With the recent discovery of gravitational waves, we now have a target for probing the very early universe, close to the big bang. This is because gravitational waves can travel across the universe unimpeded, meaning those created after the big bang are still bouncing around today. It’s like the big bang was the ringing of a giant bell, and the ringing can still be heard. But all of our Easter eggs are not in one basket. There is another way to probe the very early universe, one we haven’t found yet, because it involves particles that are very tiny and very slow-moving. Big bang neutrinos.
Neutrinos are produced in the hearts of stars during the nuclear fusion reactions that power them. They are also produced when charged particles interact with Earth’s atmosphere. But there is a third source that may be the largest source of all – the Big Bang.
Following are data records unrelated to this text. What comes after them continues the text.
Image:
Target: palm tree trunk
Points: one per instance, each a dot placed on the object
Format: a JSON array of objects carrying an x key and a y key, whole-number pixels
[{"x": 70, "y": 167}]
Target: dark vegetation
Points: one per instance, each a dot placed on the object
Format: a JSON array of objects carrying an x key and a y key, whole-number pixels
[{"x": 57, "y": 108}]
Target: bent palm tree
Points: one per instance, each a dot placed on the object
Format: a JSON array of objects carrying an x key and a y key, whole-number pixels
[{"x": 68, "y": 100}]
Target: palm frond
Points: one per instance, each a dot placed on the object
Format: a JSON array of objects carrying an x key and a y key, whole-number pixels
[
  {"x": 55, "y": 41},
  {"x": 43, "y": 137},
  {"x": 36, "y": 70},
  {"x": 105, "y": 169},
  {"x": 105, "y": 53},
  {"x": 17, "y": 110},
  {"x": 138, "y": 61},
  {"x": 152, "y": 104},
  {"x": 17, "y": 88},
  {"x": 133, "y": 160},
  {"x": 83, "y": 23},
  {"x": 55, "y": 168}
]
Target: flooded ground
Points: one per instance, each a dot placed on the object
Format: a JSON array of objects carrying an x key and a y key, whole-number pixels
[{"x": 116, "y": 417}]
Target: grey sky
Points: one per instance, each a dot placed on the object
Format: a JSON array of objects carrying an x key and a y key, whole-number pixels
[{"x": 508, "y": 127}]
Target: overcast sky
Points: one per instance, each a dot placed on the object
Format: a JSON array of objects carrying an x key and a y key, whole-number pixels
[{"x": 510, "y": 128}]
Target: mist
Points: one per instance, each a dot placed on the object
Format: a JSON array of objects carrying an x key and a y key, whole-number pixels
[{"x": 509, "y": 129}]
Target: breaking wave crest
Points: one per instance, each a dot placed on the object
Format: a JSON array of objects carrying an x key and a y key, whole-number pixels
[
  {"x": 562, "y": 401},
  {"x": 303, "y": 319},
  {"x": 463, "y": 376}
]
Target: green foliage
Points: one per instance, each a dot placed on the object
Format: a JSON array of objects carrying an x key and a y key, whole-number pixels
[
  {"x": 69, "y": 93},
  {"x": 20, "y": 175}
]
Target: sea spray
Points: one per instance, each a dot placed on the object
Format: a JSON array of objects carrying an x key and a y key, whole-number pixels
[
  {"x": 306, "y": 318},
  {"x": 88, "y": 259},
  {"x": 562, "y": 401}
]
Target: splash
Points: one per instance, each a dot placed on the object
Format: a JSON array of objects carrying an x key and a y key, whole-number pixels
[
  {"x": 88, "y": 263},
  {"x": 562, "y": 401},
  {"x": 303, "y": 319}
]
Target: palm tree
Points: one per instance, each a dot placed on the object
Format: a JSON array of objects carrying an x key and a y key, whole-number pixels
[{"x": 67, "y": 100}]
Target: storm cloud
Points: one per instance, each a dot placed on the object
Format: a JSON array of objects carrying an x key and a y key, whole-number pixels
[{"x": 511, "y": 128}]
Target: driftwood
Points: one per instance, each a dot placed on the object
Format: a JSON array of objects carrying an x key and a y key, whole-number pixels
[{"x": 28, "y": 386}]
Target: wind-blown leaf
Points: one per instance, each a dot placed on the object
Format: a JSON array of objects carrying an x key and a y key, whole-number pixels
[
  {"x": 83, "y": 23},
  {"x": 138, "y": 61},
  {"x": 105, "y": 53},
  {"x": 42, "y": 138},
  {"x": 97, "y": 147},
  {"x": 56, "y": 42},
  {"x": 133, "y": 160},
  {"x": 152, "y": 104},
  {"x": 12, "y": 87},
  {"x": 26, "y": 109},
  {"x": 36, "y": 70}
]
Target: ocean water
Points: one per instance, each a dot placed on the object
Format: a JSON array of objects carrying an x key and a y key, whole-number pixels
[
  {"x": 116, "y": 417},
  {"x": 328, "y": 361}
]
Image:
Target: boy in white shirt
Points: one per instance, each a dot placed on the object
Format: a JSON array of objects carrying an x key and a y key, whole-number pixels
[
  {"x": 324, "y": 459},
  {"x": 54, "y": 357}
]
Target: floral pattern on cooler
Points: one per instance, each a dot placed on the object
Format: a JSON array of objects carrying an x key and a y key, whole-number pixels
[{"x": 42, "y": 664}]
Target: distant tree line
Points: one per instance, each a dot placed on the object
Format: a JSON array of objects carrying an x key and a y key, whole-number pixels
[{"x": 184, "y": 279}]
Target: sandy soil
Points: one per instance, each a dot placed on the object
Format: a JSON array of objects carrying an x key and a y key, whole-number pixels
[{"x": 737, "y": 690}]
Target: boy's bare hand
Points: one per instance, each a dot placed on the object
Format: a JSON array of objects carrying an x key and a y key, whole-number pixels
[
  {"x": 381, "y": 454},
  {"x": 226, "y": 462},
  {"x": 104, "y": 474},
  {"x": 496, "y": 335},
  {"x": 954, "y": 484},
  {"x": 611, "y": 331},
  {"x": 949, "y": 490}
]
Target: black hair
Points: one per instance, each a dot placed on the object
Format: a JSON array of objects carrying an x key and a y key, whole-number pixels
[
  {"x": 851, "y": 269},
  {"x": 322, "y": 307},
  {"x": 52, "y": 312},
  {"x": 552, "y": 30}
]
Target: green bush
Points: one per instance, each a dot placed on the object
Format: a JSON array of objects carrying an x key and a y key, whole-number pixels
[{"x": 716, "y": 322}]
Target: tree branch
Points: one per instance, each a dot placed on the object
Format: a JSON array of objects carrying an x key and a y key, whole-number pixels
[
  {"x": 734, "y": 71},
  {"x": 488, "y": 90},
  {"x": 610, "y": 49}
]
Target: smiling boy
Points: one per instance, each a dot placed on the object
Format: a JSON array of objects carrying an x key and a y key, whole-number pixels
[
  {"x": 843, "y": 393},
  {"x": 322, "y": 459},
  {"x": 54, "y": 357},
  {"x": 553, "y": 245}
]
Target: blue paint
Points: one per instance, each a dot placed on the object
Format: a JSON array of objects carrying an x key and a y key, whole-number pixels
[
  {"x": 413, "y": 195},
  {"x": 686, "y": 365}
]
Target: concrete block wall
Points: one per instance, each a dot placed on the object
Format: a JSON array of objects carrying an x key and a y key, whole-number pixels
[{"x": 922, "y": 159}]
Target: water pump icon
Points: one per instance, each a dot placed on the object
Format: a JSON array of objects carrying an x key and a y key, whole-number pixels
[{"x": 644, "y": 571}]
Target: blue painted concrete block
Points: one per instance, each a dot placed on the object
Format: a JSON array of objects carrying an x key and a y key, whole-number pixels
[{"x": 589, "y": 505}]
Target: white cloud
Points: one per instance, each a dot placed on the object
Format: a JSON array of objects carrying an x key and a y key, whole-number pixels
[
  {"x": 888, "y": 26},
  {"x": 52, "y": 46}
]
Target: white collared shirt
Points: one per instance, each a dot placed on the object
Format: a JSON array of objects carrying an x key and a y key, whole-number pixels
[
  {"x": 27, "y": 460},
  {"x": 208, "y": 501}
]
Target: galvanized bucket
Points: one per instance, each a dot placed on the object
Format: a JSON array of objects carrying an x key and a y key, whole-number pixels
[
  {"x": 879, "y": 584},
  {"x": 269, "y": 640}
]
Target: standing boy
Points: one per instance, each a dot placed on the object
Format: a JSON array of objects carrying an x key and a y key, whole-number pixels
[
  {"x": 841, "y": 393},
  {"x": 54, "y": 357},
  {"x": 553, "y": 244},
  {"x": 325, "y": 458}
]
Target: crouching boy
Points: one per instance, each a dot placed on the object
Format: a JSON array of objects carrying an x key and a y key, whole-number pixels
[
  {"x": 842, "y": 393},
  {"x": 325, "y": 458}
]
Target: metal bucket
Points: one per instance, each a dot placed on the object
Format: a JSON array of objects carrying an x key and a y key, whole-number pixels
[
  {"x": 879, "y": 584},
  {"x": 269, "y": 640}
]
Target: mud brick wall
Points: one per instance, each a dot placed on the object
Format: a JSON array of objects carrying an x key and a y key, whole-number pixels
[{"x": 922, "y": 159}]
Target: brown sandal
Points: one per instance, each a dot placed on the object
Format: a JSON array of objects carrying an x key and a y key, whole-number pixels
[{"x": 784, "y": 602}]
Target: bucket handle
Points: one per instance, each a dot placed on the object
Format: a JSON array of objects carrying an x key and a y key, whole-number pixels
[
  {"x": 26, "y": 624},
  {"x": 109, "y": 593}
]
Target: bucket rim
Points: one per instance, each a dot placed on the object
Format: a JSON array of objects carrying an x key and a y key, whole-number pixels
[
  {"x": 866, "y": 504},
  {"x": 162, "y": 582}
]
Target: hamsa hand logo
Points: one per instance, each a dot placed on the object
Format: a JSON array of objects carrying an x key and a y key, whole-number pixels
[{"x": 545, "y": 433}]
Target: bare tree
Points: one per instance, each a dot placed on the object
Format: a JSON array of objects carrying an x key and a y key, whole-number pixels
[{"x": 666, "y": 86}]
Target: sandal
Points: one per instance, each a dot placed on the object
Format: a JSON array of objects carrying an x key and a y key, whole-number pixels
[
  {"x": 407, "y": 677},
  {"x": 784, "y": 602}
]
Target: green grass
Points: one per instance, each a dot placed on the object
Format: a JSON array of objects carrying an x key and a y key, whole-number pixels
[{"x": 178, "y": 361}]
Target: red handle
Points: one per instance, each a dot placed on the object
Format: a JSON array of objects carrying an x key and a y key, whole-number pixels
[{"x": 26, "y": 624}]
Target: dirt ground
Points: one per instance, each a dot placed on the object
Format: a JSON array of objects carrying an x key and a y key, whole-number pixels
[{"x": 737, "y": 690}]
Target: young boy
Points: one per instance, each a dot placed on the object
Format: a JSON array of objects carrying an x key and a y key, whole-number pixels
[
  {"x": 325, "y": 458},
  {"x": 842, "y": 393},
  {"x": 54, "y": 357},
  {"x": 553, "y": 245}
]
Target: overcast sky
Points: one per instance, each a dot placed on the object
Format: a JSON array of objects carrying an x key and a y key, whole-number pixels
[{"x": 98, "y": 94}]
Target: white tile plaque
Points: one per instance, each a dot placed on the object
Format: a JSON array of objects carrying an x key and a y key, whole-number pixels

Big bang neutrinos have been flying around the universe since the beginning. The expansion of the universe and the subsequent stretching of space-time has cooled them down to billions of times less energetic than the neutrinos from the Sun. This will make them very difficult to find, since even solar neutrinos pass through matter as if it wasn’t there.
Only experiments like those at the Sudbury Neutrino Observatory can detect the ghostly particles. Their detectors lie under massive amounts of thick rock that shields them from other solar radiation, allowing the occasional neutrino interaction to be observed.
But this might not be enough for big bang neutrinos. In order to detect these, scientist are planning to use a method exploiting the fact that neutrinos can be captured by tritium, a radioactive isotope of Hydrogen. This interaction gives a slight boost to the energy of electrons released when tritium decays. By measuring the energies with unprecedented precision, researchers hope to identify the signature of a big bang neutrino. Sounds simple right?
It’s not. It requires a detector that is kept colder than the vacuum of space, at a temperature only a fraction of a degree above absolute zero. And that is not cheap. But if it works, it could pave the way for future experiments that measure big bang neutrinos en masse, with the hope of probing the very early universe and testing if our current model of the big bang is accurate or needs refinement.
What deep unknown physics lie beyond the veil of the cosmic background radiation?